Options for build/1.

Functions

Build a Striped Hyena model for sequence processing.

Build a gated depthwise convolution block.

Get the output size of a Striped Hyena model.

Get recommended defaults.

Types

build_opt()

@type build_opt() ::
  {:conv_kernel_size, pos_integer()}
  | {:dropout, float()}
  | {:embed_dim, pos_integer()}
  | {:filter_size, pos_integer()}
  | {:hidden_size, pos_integer()}
  | {:num_layers, pos_integer()}
  | {:order, pos_integer()}
  | {:seq_len, pos_integer()}
  | {:window_size, pos_integer()}

Options for build/1.

Functions

build(opts \\ [])

@spec build([build_opt()]) :: Axon.t()

Build a Striped Hyena model for sequence processing.

Options

  • :embed_dim - Size of input embedding per frame (required)
  • :hidden_size - Internal hidden dimension (default: 256)
  • :order - Hyena gating order (default: 2)
  • :filter_size - Implicit filter MLP hidden size (default: 64)
  • :conv_kernel_size - Kernel size for gated conv blocks (default: 7)
  • :num_layers - Total number of layers (default: 4)
  • :dropout - Dropout rate (default: 0.1)
  • :window_size - Expected sequence length (default: 60)

Returns

An Axon model that outputs [batch, hidden_size] from the last position.

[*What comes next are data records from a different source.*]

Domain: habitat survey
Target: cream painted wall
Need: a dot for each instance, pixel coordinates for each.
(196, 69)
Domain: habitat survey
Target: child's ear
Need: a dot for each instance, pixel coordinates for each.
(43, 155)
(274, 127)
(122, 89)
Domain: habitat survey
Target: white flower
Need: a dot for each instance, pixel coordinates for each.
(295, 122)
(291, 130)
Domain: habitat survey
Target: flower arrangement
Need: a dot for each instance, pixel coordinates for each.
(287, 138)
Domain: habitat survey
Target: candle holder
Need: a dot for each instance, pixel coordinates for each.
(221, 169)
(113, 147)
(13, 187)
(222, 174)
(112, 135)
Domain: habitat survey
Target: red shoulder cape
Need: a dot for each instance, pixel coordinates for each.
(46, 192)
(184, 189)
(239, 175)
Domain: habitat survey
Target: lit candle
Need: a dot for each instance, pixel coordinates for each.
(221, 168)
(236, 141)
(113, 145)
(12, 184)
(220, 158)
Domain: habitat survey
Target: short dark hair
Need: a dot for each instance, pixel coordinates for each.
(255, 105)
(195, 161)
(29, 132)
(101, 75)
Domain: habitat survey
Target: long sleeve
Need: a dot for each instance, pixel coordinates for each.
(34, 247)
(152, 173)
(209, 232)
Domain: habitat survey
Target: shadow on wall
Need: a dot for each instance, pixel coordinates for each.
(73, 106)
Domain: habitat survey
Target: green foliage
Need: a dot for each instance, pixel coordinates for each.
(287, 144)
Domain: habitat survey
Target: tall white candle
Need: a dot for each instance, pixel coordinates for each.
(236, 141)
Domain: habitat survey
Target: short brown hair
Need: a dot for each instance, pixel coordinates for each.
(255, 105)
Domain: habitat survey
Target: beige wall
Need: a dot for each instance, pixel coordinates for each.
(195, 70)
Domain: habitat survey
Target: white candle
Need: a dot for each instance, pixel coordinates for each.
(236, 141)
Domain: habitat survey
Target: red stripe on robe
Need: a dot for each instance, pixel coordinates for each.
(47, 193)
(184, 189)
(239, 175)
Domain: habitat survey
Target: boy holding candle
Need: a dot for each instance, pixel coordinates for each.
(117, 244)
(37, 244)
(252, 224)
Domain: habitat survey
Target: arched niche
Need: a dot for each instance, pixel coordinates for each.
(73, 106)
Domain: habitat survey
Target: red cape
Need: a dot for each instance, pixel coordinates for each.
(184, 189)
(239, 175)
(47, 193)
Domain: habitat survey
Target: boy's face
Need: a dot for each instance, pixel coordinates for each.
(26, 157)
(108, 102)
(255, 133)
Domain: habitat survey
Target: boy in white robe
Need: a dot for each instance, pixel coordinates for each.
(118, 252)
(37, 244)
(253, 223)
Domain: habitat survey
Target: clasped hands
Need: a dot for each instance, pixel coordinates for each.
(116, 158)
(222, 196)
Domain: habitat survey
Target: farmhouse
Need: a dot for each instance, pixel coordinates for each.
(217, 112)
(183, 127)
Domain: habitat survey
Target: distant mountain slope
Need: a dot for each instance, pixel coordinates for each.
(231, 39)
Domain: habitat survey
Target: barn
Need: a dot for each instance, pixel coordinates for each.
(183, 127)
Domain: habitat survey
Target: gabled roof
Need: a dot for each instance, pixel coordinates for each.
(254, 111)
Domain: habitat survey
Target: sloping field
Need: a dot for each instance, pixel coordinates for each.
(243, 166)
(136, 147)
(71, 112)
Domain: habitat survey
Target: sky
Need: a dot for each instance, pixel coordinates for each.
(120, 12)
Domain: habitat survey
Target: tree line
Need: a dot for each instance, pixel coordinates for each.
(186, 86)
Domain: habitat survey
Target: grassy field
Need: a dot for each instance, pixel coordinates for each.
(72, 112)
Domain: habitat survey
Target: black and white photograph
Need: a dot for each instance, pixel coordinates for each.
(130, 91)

build_gated_conv_block(input, opts)

@spec build_gated_conv_block(
  Axon.t(),
  keyword()
) :: Axon.t()

Build a gated depthwise convolution block.

Architecture: norm -> dense(2H) -> split -> DWConv(val) sigmoid(gate) -> dense -> residual -> FFN -> residual

output_size(opts \\ [])

@spec output_size(keyword()) :: non_neg_integer()

Get the output size of a Striped Hyena model.